In war-torn West Africa, nine year-old Agu (Attah) escapes the slaughter of his family, only to become the protégé of a rebel leader (Elba) who schools him in the brutal ways of the rebel militia.

by David Hughes |
Release Date:

15 Oct 2015

Running Time:

133 minutes

Certificate:

TBC

Original Title:

Beasts Of No Nation

After eight attention-grabbing episodes of True Detective and a Jane Eyre adaptation, Cary Fukunaga returns to the themes of brutality, violence and corrupted innocence of his breakthrough film, Sin Nombre, with this powerful adaptation of Uzodinma Iweala’s 2005 novel about a boy soldier caught in the bloody conflict of an unnamed West African country.

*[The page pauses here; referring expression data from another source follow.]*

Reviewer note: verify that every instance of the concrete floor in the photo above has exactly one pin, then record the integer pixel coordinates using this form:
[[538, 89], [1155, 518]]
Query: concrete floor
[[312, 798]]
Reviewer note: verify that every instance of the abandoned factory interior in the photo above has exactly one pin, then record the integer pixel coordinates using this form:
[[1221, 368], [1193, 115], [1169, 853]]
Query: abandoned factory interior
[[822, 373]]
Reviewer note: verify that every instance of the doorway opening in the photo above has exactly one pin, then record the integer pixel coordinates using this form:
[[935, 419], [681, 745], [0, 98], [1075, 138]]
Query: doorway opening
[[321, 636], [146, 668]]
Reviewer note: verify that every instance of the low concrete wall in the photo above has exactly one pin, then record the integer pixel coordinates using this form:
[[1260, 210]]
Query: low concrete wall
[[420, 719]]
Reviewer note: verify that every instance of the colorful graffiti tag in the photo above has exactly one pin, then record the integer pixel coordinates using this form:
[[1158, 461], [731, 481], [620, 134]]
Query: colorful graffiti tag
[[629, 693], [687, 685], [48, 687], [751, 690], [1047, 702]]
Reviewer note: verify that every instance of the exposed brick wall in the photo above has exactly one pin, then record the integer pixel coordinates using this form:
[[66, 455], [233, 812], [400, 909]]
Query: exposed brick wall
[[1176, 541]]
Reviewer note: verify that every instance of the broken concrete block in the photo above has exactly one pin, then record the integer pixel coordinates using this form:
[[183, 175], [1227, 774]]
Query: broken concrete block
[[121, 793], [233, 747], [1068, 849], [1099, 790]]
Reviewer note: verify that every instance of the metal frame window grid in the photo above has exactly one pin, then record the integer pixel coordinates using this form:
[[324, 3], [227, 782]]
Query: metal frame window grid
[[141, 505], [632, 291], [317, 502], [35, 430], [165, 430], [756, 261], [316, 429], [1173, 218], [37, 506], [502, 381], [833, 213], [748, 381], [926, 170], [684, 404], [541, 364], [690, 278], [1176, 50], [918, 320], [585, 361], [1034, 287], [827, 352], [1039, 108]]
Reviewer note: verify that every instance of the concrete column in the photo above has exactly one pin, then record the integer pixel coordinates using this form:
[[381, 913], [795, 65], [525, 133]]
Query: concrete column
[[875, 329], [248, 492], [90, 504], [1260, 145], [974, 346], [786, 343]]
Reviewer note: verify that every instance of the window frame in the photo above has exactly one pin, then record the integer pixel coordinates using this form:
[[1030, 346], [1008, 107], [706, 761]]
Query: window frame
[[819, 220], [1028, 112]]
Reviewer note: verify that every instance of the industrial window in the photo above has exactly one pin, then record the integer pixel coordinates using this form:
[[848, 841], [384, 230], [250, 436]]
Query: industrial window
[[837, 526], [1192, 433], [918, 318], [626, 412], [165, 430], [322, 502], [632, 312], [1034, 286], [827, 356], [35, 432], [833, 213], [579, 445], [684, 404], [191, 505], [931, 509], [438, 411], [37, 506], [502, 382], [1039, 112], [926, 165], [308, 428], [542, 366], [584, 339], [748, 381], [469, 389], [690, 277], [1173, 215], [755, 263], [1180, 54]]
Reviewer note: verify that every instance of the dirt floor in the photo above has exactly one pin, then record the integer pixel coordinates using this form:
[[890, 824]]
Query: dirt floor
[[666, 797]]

With the UN barely holding back the tide of civil war, nine year-old Agu (Attah) flees the massacre of his family by rebel soldiers, only to run straight into the clutches of the militia’s charismatic Commandant (Elba), who adopts the boy and begins to train him in the ways of soldiery — including the killing of anyone believed to be sympathetic to government forces. As the Commandant’s men (and boys) trudge towards a showdown with the enemy, white UN vehicles glide by like ghosts, unable — or unwilling — to intervene. The parallels with Rwanda, Darfur and too many other African conflicts are obvious.

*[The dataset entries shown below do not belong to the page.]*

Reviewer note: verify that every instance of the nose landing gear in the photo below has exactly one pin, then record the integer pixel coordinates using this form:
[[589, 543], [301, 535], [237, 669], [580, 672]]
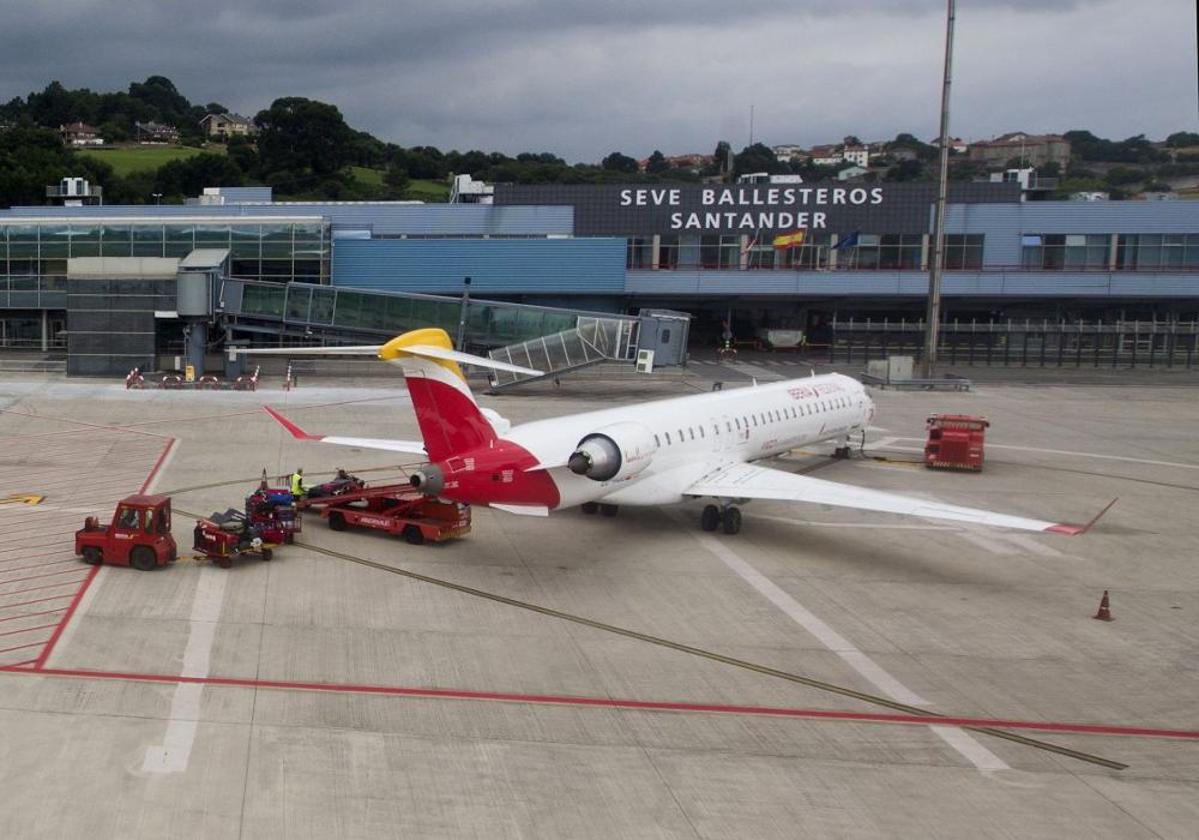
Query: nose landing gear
[[727, 518]]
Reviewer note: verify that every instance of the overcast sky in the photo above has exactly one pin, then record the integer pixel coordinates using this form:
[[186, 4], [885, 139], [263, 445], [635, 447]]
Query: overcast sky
[[582, 79]]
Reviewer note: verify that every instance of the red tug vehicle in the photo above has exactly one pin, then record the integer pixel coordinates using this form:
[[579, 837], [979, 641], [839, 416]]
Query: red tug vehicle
[[395, 508], [270, 518], [138, 536], [956, 441]]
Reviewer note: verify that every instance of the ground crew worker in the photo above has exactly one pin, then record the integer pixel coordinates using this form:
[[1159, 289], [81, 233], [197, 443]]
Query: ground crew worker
[[297, 488]]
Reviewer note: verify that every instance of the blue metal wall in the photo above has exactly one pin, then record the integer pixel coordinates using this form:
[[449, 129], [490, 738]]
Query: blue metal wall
[[1004, 223], [588, 266], [380, 218], [887, 283]]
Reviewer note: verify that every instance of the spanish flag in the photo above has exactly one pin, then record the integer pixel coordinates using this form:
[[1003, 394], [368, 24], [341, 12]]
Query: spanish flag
[[793, 240]]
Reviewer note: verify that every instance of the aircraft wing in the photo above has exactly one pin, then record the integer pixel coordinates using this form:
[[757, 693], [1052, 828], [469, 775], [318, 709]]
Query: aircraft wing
[[747, 481], [413, 447]]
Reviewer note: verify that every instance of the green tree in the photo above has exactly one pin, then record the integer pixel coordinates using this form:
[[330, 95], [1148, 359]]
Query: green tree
[[657, 163], [619, 163], [757, 158], [190, 176], [30, 159], [1182, 139], [302, 137], [905, 170]]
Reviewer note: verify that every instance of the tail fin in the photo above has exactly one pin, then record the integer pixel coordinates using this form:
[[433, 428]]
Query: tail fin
[[450, 418]]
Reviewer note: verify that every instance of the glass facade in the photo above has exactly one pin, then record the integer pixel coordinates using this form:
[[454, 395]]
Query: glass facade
[[1157, 251], [1066, 252], [276, 251]]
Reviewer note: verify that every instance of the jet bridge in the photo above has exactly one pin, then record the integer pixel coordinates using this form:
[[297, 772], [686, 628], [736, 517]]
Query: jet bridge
[[546, 338]]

Idris Elba, too big for television but with an unproven ability to carry a film, finds himself once again caught between the small and big screens, as Beasts Of No Nation becomes a ‘Netflix Original’, with only a limited theatrical release. Yet for all its awards-friendly worthiness, creative flair and technical prowess, the story may prove a little too much for Academy voters — not to mention Netflix viewers — to stomach. Still, Attah gives a preternaturally assured performance, and Elba is a formidable presence.

Fukunaga’s steely-eyed yet sensitive adaptation adopts the novel’s first-person approach, portraying the carnage from Agu’s point of view, allowing us to observe the corrupting forces preying upon the young boy’s psyche. Only once does Fukunaga allow himself to look away but, even then, what he elects not to show proves no less horrific than the film’s most harrowing moments. It’s one of many astute judgments in a searingly powerful, unflinchingly brutal and almost unbearably bleak film.

A bold portrayal of a boy soldier in a brutal, bloody conflict, anchored by commanding performances from Idris Elba and 14 year-old newcomer Abraham Attah.